Este fim-de-semana fui lá. Fui à minha terra, onde não nasci, mas onde vivi e assisti a coisas que guardadas dentro da minha memória, jamais se esquecem.
Era a semana de visitar aqueles que partiram antes de mim. Um dia chegará a minha vez.
Uma flor, ou mais, já não me lembro bem, numa jarrinha junto da lápide da campa de mármore. Fui visitar a minha mãe. O meu pai, também o visitei, como visito sempre, mas está num outro local, por vontade expressa, dele, em vida.
Mas a mãe é mãe e quanta saudade. O que eu dava para a ter comigo, embora já muito velhinha.
O dia destinado aos mortos ou dia de finados, como lhe queiram chamar é sempre um dia em que recordamos aqueles que nos foram queridos.
Não vou lá com muita frequência. Aquela aldeia perdida no Portugal profundo já não me chama, como chamava noutros tempos. Os velhos morreram e os novos não me conhecem.
Não fui pela estrada mais curta ou como se chama: a variante. Uma casa aqui e outra mais além que escapou ao fogo. São poucas e distanciadas.
Fui e vim, a matar saudades da antiga estrada que no início da Primavera se bordeja de acácias amarelas. Uma fonte antiga, muito antiga com o cano de cobre ferrugento e um fio de água, onde parávamos sempre. Os meus filhos adoravam aquela fonte. Mais acima e serpenteando pelas curvas apertadas os camiões carregados de areia ou tijolos, não nos davam passagem Precisávamos parar nos refúgios a fim de que o automóvel não aquecesse demasiado. Tempos aqueles!

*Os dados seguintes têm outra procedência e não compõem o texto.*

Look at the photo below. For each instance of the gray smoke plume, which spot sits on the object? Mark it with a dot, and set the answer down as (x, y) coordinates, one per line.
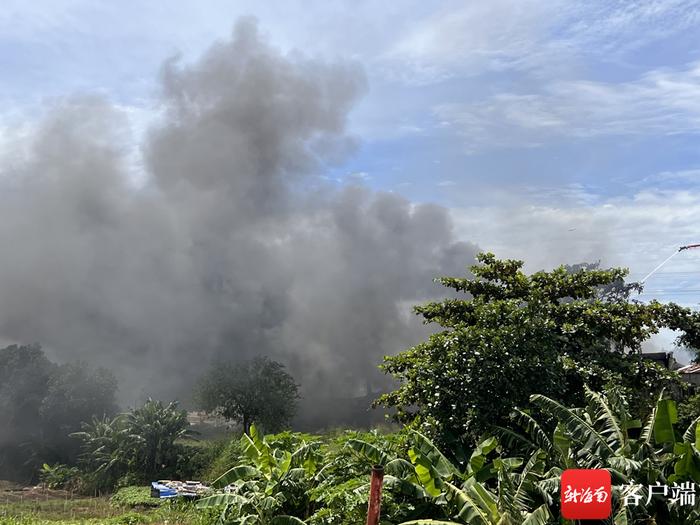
(230, 245)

Fiz durante alguns anos aquele percurso de camionete, também. Ainda não tinha automóvel. Penoso porque nunca mais chegava lá acima, mas da janela viam-se os montes com as casas brancas a luzir por entre os pinheiros e acácias amarelas, lindas!
As casas enfileiram-se juntas umas às outras, quase pegadas. Das barreiras ainda escorrem plantas: videiras, abóboras, silvas e roseiras a despencar para a estrada.
Uma curva mais apertada e quase a passo porque a ladeira era mais íngreme a camionete soluçava como a pedir desculpa por ir tão devagar. Diziam que nessa curva os salteadores aproveitavam a pouca velocidade, entravam e roubavam o que os passageiros transportavam. Depois, lá mais acima e com a camionete ainda a passo, desciam, fugindo. Os passageiros eram poucos e aqueles sítios quase desertos. Quem é que andava por ali? Só mesmo quem precisava de médico no hospital da cidade. E mesmo assim não eram muitos.
As doenças curavam-se em casa ou no médico de aldeia, muitas vezes sem salário, mas pago com frangos ou hortaliça dos quintais.
Desta vez saboreei a estrada com outros olhos, mas não deixei de me angustiar porque, não muito longe e a perder de vista os pinheiros ardidos destes últimos incêndios. Dentro do pinhal também houve casas que arderam com o recheio modesto mas adquirido com trabalho duro.
Algumas dessas habitações mais perto da estrada, portas escancaradas, e o negro do fumo deixava antever que os donos saíram à pressa muitos deles deixando para trás os haveres e até animais.
Que passeio este que me deixou a alma desolada! O dia puxava ao desânimo. Dia de finados.
A floresta vai, com os anos, recompor-se. Já se começam a ver os fetos a despontar no negrume da terra ardida. Sinal evidente de que tudo se recompõe.
Eu vou ficando cada vez mais velha a cada ano que passa. Não sei se para o ano lá vou, mas não por aquela estrada que me traz à memória tempos passados que não se renovam, como a paisagem que com o poder que a natureza lhe confere, espero seja de novo verdejante.
Como diz o povo e muito bem: tudo se transforma e tudo se renova.